Ia mengaku sudah 10 tahun berdagang makanan jadi (Warteg) di Jalan Kartini VIII. Bahkan banyak pelanggannya yang sering makan di warungnya. "Pelanggan ada terus. Rame. Kadang tukang ojek. Kadang orang sini kalau sarapan pagi belinya di sini. Tapi yasudahlah, ikutin kata pemerintah aja," ucapnya pasrah.
Suhartini berharap, Pemerintah DKI Jakarta dapat memberikan biaya pengganti atau uang kerohiman. Namun, dirinya yakin tak akan ada uang pengganti. "Mana mau mas pemerintah ngasih biaya pengganti. Boro-boro itu mah. Tapi kalau ada tak apalah. Kita mau usaha apa lagi. Bingung," ujarnya.
Namun, keluhan Suhartini ditanggapi ketus oleh Camat Sawah Besar, Henri Perez. Menurutnya tak ada biaya pengganti terhadap bangunan liar yang berdiri di atas saluran air yang kini sudah dibongkar petugas.
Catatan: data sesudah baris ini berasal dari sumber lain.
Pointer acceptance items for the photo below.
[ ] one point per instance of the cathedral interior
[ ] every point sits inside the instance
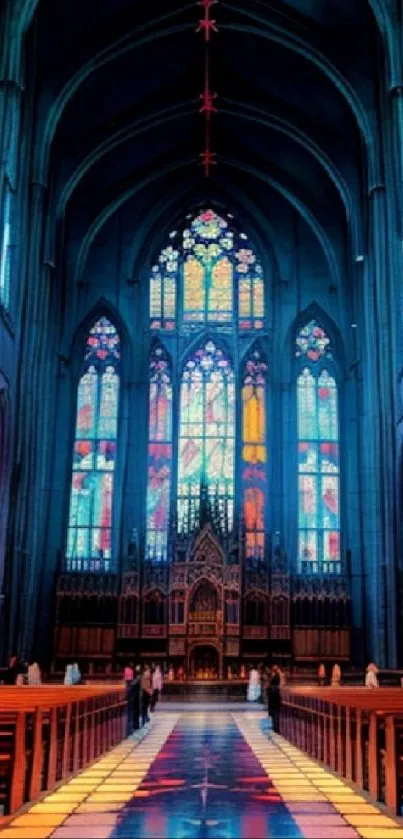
(201, 419)
(201, 341)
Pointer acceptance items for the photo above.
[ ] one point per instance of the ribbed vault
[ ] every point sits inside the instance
(117, 112)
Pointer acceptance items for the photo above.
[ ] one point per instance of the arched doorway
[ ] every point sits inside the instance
(203, 602)
(204, 662)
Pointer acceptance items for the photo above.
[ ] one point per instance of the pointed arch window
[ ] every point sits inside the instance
(318, 453)
(5, 249)
(254, 453)
(212, 270)
(159, 455)
(89, 539)
(206, 451)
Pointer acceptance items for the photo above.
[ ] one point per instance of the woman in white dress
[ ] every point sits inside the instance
(254, 688)
(34, 674)
(371, 676)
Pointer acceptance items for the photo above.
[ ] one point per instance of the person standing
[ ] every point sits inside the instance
(146, 690)
(336, 676)
(274, 701)
(371, 676)
(157, 684)
(128, 677)
(254, 688)
(12, 671)
(136, 692)
(128, 674)
(34, 674)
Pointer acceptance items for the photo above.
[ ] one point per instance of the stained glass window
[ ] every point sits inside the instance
(312, 342)
(212, 269)
(163, 289)
(89, 541)
(159, 455)
(254, 453)
(206, 437)
(5, 250)
(318, 456)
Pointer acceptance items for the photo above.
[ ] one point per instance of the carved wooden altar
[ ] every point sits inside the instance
(206, 612)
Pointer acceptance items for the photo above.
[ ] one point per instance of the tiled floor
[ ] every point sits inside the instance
(205, 775)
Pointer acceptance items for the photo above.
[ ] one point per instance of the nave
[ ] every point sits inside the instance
(204, 775)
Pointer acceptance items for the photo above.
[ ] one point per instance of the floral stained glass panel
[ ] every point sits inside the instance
(206, 436)
(159, 456)
(319, 473)
(254, 454)
(213, 263)
(89, 540)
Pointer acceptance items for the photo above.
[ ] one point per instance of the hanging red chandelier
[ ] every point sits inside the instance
(208, 26)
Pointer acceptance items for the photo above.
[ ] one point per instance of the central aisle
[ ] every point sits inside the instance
(206, 775)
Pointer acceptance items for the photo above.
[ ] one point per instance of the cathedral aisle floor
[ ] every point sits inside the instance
(204, 775)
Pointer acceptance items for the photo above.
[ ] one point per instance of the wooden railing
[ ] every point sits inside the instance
(357, 732)
(48, 733)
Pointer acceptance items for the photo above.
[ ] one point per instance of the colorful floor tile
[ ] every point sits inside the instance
(204, 775)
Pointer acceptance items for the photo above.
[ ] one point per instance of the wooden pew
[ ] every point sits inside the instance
(48, 733)
(356, 731)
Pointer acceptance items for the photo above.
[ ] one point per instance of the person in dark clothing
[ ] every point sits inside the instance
(12, 670)
(136, 698)
(274, 699)
(146, 690)
(129, 681)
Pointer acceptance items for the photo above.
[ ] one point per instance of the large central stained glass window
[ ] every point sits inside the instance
(206, 435)
(207, 290)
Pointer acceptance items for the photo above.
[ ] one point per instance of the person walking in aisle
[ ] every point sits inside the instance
(157, 685)
(274, 703)
(146, 690)
(136, 691)
(254, 687)
(336, 676)
(371, 676)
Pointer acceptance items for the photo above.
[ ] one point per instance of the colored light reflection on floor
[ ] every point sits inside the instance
(207, 775)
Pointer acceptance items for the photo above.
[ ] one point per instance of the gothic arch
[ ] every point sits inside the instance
(75, 346)
(313, 312)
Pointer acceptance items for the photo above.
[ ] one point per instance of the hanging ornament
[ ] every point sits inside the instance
(207, 25)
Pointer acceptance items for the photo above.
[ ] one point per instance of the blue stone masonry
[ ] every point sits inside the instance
(100, 137)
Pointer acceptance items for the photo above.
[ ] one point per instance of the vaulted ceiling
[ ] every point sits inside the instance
(117, 113)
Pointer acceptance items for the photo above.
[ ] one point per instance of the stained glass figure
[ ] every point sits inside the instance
(254, 453)
(318, 468)
(159, 455)
(163, 282)
(217, 265)
(5, 250)
(312, 342)
(89, 540)
(206, 437)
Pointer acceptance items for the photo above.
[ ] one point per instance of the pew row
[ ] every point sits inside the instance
(49, 733)
(356, 732)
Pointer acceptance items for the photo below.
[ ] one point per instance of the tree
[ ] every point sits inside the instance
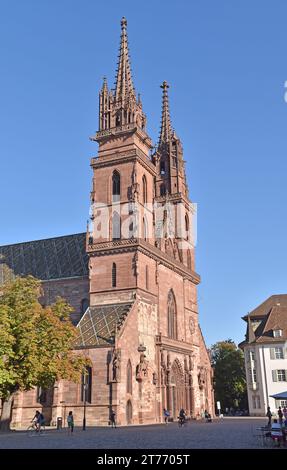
(229, 375)
(35, 343)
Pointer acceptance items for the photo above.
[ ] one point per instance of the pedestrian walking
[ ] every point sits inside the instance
(269, 416)
(70, 421)
(280, 415)
(113, 418)
(166, 415)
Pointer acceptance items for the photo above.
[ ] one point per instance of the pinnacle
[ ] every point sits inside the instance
(166, 130)
(124, 84)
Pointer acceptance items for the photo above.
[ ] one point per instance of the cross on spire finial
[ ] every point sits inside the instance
(124, 22)
(166, 130)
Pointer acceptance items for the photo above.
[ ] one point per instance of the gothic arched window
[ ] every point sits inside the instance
(171, 313)
(129, 378)
(144, 184)
(114, 275)
(162, 190)
(116, 226)
(86, 385)
(116, 180)
(146, 277)
(186, 227)
(188, 259)
(145, 230)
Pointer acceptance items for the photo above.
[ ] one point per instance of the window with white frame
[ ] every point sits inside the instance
(281, 375)
(282, 403)
(277, 333)
(278, 352)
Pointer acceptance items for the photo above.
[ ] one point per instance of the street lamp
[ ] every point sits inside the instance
(85, 401)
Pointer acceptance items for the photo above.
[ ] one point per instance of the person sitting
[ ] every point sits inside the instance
(276, 432)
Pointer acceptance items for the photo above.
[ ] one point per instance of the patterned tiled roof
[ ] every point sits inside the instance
(52, 258)
(99, 324)
(269, 316)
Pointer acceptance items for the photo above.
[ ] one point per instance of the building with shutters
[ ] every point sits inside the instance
(265, 352)
(131, 278)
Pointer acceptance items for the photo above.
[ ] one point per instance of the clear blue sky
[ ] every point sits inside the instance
(226, 62)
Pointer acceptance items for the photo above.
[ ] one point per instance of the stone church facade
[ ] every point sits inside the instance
(131, 277)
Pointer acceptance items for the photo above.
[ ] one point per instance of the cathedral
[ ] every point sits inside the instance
(130, 277)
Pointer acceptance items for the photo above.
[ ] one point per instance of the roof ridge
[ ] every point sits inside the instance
(43, 239)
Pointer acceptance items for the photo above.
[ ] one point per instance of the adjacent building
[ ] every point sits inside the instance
(265, 351)
(131, 278)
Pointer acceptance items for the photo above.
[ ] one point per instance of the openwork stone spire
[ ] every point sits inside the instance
(166, 130)
(124, 84)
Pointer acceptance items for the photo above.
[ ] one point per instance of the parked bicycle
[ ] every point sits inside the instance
(34, 430)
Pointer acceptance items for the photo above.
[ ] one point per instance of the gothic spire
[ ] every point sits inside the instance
(166, 130)
(124, 83)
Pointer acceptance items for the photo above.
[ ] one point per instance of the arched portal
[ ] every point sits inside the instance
(176, 392)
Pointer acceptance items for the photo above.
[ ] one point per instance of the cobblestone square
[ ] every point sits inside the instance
(228, 433)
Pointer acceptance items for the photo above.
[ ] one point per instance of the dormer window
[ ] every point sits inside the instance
(277, 333)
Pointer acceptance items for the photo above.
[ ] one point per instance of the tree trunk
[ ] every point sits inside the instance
(6, 414)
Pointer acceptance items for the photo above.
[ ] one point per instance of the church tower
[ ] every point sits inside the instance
(141, 330)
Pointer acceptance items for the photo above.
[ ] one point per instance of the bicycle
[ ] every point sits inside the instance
(33, 430)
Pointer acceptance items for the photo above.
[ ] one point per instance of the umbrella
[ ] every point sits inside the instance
(280, 396)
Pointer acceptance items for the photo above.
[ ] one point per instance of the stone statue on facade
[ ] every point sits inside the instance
(142, 367)
(116, 366)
"Mana ada yang seperti itu (uang kerohiman). Gak ada itu. Gak ada. Saya tegaskan, tidak ada relokasi atau pindah tempat untuk mereka, apalagi uang kerohiman. Ingat, bangunan mereka sudah mempersendat aliran air di saluran air. Pihak warga pun ataupun pihak Pemkot Kota atau petugas kebersihan lainnya, pastinya kesulitan membersihkan saluran air. Makanya kita bongkar," tegas Henri.